The birding novice
The first time I wrote about birding for a local newspaper in Washington State, my friends were scared to ride with me for a few weeks. Every time I saw a bird from behind the steering wheel, I would point and exclaim its breed, “Peregrine falcon! Ferrari of the flats!” while nearly swerving off the road.
But when we moved near the other Washington a few years ago, I began to lose interest in behind-the-wheel birding. Granted, it’s not nearly as safe to practice in the stop-and-go traffic for which this area is known, and I had to start all over getting to know the obvious birds that can be pointed out while moving along the interstate.
Then I had the chance to go birding on this coast, with a professional, and the birding bug bit me once more. Photographer Dave Harp (an experienced bird-spotter himself) and I explored Blackwater National Wildlife Refuge on Maryland’s Eastern Shore with intrepid birder Jared Parks last winter for a piece for Bay Journeys.
I learned a lot from Parks. First, you need a good bird book, preferably a Sibley’s Guide. Second, you need to bird with your ears first and then with your eyes, loosely focused on the horizon. Third, occasionally, you need to hold still.
I’m not yet good at any of these things, though I did follow orders and get a Sibley’s guide shortly after our trip. Holding still is pretty difficult for me, as is battling my far-sightedness (and corrective contacts) to loosely gaze at the horizon. But birds are still catching my eye.
Back at home in Alexandria, where we stumbled into a property with an expansive 1.5-acre yard that gives way to a forest and nearby creek, I now keep my zoom lens Nikon next to my laptop in case of birds.

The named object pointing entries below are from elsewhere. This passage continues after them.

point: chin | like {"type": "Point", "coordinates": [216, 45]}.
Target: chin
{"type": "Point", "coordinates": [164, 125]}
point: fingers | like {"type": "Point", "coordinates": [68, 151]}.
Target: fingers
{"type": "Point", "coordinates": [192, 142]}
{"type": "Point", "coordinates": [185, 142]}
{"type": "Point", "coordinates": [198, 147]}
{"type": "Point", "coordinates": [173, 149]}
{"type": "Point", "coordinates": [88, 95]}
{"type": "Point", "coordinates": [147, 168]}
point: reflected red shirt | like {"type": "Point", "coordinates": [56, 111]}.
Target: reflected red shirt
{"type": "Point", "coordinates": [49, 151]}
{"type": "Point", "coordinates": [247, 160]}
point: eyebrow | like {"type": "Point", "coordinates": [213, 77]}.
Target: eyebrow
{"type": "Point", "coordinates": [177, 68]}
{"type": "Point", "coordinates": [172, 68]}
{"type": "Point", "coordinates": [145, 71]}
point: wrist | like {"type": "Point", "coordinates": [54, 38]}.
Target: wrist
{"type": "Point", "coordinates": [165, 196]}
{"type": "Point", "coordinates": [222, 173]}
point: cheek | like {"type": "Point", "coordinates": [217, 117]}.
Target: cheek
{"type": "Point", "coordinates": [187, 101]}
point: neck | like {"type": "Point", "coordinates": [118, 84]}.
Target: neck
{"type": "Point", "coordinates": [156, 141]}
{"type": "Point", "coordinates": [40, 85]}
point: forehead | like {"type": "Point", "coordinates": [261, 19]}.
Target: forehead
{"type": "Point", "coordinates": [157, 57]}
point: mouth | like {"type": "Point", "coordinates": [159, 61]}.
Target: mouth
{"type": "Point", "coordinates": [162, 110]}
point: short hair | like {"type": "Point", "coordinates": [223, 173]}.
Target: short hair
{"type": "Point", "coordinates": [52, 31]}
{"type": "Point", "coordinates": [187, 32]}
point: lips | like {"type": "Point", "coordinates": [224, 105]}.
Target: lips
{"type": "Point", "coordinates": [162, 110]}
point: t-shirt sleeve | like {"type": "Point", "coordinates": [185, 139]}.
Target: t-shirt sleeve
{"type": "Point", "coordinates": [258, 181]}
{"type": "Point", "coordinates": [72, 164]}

My Sibley’s guide is nearby on my desk for reference (and the Internet and email addresses of much better birders are at my fingertips).
In the spring and early summer, a hanging salad plant growing arugula, nasturtium and other microgreens out my dining room window became a lovely habitat for birds, somewhat to my chagrin. They decided the soft leaves that I would clip off into a salad bowl would make a lovely nest. Once I had given up on shooing them out of it (it looked a little worse for the wear after a few days out of town), I focused on trying to identify them. There were three different-looking yellow birds fighting over this prime-nesting habitat one morning. Instead of grabbing my camera like a good novice birder (who would need help identifying them), I slowly inched toward the window to observe.
I knew they were not goldfinches, which I became familiar with while living in Washington State, where they are the state bird (American and Eastern goldfinches enjoy this title in New Jersey and Iowa as well). But instead of running to my guidebook, I just watched them, savoring my bird’s eye view of what had become a little nesting battle. Two of the birds were a sort of couple, with the dimly colored female chirping her support as the two males puffed out their chests and hopped around the home they were trying to claim. I didn’t have the heart to tell them it wasn’t for any of them — it’s my salad plant! — and that there are several other bird houses and trees to choose from in the yard.
I never did identify them, per se, but I refer to them as my yellow birds. Neither of them ended up setting up a more permanent nest in the salad plant, which I took out of the window once it turned dry and dead. The best birding, for now, is out the window over my kitchen sink, where I catch views of dozens of house finches that often leave their mark on my patio table and chairs. On days when I work outside — like the particularly glorious trio of unseasonably cool days we’ve had this week — I catch woodpeckers and chickadees and oh-so-many cardinals cavorting about the lawn.
The great thing about being a novice birder is that you find nearly every bird impressive, simply because you discovered it. That was the case with a particular pink-hued bird that I desperately wanted to identify and kept spotting over several days. I thought it might be a female cardinal or some other variation of the Virginia state bird, which I’ve been able to identify since I was about 5 years old and birding in my grandfather’s backyard in Kansas.
But I couldn’t be sure. Finally, I caught the bird on camera with my zoom lens and emailed Parks a picture. Surely it would be something exciting.
“This is a pretty easy one this time of year,” his response began. “It is a male house finch. The females are very similar without any red… all brown and streaky they are. Sometimes the males can be kind of golden colored instead of red. Fairly common feeder bird.”
He goes on to tell me that identifying them may get trickier in the fall, when I could also catch a purple finch here and there. I responded:
“A house finch — that seems like something I should have known. Anything with the word "house" in it means really common right?”
Wrong again. Sort of.
“House is usually paired with birds that are common near structures or that nest in cavities (house wren and house sparrow are two other ones common here)… similar to ‘garden birds’ in England,” he writes and then goes on to tell me the fascinating history of how house finches spread across the country and how the Eastern populations got a version of pink eye more than a decade ago that tanked the population for a while. So I should clean my bird feeders.
“Probably more than you needed to know, but there it is…” he writes.
Thankfully, he said I can bother him with my novice birder questions anytime. I’m sure I will.